Pero Felipa se dio cuenta y me dijo que no; que eso no era para andarse haciendo así nomás. Y es que de repente me daban muchas ganas y lo hacía a todas horas y en todos lados. Felipa me dijo que si mi madrina me veía me iba a dar de bastonazos otra vez. Mejor yo te ayudo cuando se vaya al banco o cuando se duerma. Además, acuérdate de los chocolates. Así me convenció. Y aunque a veces me dan muchas ganas de sobarme, nomás me siento, cruzo las piernas y las columpio hasta que se me pasan. Felipa me mira y se pone un dedo en la boca como para que no diga nada. Y no, no digo nada. Ella es muy buena conmigo. No es de la familia, pero aquí está todo el día. Se la pasa barriendo y trapeando mientras mi madrina se depila las cejas o ve la televisión. Los sábados lava la ropa y es ahí cuando se da cuenta de que a veces no me puedo aguantar las ganas. Mira nomás estos calzones, me dice. Y yo me río. Lávate las manos antes, chamaca. O de plano bájatelos pa’que luego no me cueste tanto trabajo quitarles la mugre.

          También así se dio cuenta de lo del padrecito.
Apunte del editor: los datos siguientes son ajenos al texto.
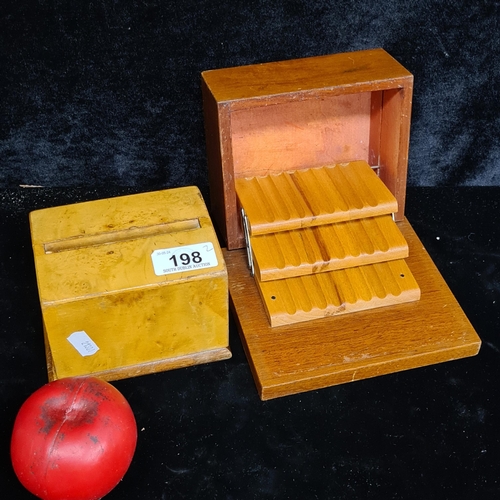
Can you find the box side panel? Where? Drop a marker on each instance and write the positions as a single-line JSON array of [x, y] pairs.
[[141, 326], [394, 142], [301, 134], [303, 75]]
Los domingos venía a comer después de misa y se sentaba a ver la tele con mi madrina. Cuando ella se quedaba dormida, el padrecito decía que me iba llevar al cielo y me sobaba muy brusco y luego yo lo sobaba a él. Felipa se dio cuenta porque un día mis calzones estaban todos embarrados. Y ora qué es esto, dijo. Yo nomás alcé los hombros y me tapé la boca con las manos. Ella rascó la mancha, la olió y peló los ojos. Yo me reí y me hizo cosquillas hasta que le conté todo. Si sigues jugando con él ya no te voy a dar chocolates. Y como el padrecito no me daba nada y nomás se hacía pipí, ya no dejé que me llevara al cielo.
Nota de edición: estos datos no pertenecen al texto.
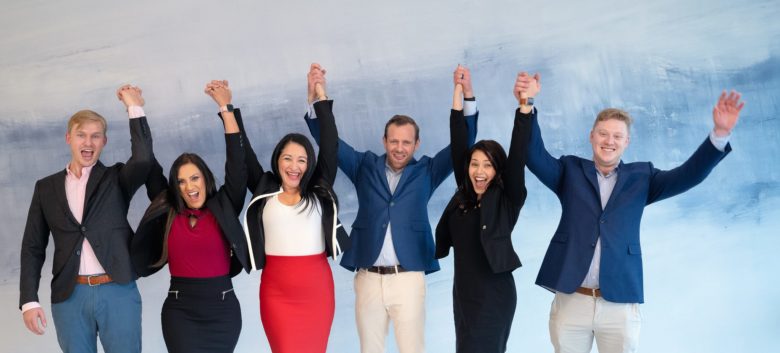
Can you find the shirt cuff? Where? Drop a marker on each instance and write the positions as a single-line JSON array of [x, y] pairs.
[[311, 114], [135, 111], [719, 142], [469, 108], [30, 305]]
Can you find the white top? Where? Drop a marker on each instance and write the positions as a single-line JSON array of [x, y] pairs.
[[290, 232]]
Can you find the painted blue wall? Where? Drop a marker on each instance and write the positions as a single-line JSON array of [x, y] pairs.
[[710, 254]]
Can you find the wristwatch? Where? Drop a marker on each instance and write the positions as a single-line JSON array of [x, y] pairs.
[[226, 108]]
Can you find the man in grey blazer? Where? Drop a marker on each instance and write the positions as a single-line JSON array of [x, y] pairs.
[[84, 208]]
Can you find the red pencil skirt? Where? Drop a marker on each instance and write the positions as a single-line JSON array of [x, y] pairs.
[[297, 303]]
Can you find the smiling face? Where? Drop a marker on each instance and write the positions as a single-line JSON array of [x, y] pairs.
[[481, 172], [609, 139], [292, 164], [86, 141], [192, 185], [400, 145]]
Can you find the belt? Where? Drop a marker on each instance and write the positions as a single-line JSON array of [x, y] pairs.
[[385, 270], [94, 280], [596, 293]]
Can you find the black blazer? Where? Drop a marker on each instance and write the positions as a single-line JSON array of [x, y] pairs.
[[264, 184], [225, 205], [104, 222], [500, 207]]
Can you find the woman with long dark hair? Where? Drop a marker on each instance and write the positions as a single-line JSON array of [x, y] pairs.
[[477, 223], [194, 228], [292, 226]]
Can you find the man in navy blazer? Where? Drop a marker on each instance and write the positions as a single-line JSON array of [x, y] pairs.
[[594, 261], [84, 209], [392, 242]]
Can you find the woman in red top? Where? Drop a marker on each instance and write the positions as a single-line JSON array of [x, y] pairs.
[[195, 229]]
          Desde entonces ya ni viene.

          Felipa y yo somos felices. Yo me como uno o dos chocolates todos los días y mi madrina ni se da cuenta. Se la pasa viendo el programa de la Doctora Polo hasta que se queda dormida. Así desde su accidente. Felipa y yo estamos toda la tarde en mi cuarto y luego se va a su casa. Se despide de mi madrina hablándole bajito al oído y ella salta en el sillón. Sí, sí, dice mi madrina a lo puro menso. A mí me da mucha risa, pero Felipa se pone un dedo en la boca y me pela los ojos. Sé que ella también se ríe pero disimula.

          Sí, sí. Nos vemos mañana, dice mi madrina cuando por fin se despierta. Luego Felipa le recuerda que al día siguiente es domingo y que ella los domingos no viene. Sí, sí, hasta el lunes. Ya, lárgate, le dice. Cuando se va, mi madrina y yo cenamos las dos solitas en la cocina.

Así estábamos la noche en la que mi madrina me llamó. Se puso los lentes, me pidió que agachara la cabeza y me espulgó. Ya estás vieja, me dijo. Luego, sentí el jalón. ¡Auuuh! Ahora estoy sentada frente al espejo esperando a que me salgan las canas. Mi madrina me dio unas pincitas para que cuando vea una me la arranque. Dijo que si no me pongo viva me va a tener que pintar el cabello de rojo, pero yo no quiero. Felipa tampoco. Dice que mi cabello es más bonito así como está. No me ha salido ninguna cana en todo este tiempo.

Lo bueno es que mientras puedo columpiar mis piernas y comerme uno de los chocolates que Felipa me dio.